Matcha cheesecake

 Adapted from Epicurious, written up by Bijou.  


1 cup (generous) ground shortbread (Lorna Doone) cookies (about 6 ounces)

2 tablespoons melted butter

2 8-ounce packages cream cheese, room temperature (do not use whipped or "light" products)

1/2 cup (packed) fromage blanc, mascarpone or quark

3/4 cup plus 2 tablespoons sugar

4 large eggs

2 tablespoons food grade matcha (green tea) powder


  1. Preheat oven to 350°F.

  2. Mix the crushed cookies with the butter.

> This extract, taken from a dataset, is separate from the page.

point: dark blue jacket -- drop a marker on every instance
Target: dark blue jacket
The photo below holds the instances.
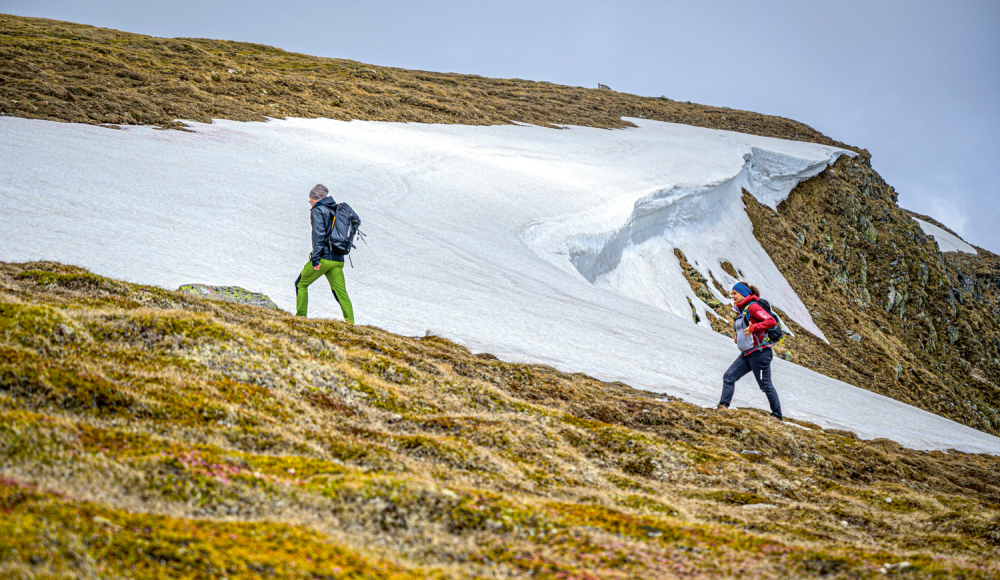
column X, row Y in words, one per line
column 321, row 216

Press cookie crumbs firmly onto bottom (not sides) of springform pan 

  3. Bake crumbs for 7 minutes. Remove from oven and sit on a wire rack while preparing cheesecake batter.

  4. Reduce heat to 325°F.

  5. Wrap springform pan tightly with 2 layers of heavy-duty foil.

  6. Using electric mixer, beat cream cheese, fromage blanc, and sugar in large bowl until smooth. Add eggs 1 at a time, beating until incorporated after each addition. 

  7. Beat in green tea powder until smooth. (If matcha powder is lumpy, put it through a wire strainer or mix with a tiny bit of water to remove lumps.)

  8. Pour batter over prepared crust in pan. Place cake in roasting pan; add enough hot water to roasting pan to come halfway up sides of springform pan.

  9. Bake cake until set but center moves very slightly when pan is gently shaken, about 1 hour. Remove cake from roasting pan; cool 1 hour at room temperature. Refrigerate uncovered overnight. Then cover and keep refrigerated. (Can be prepared 2 days ahead.)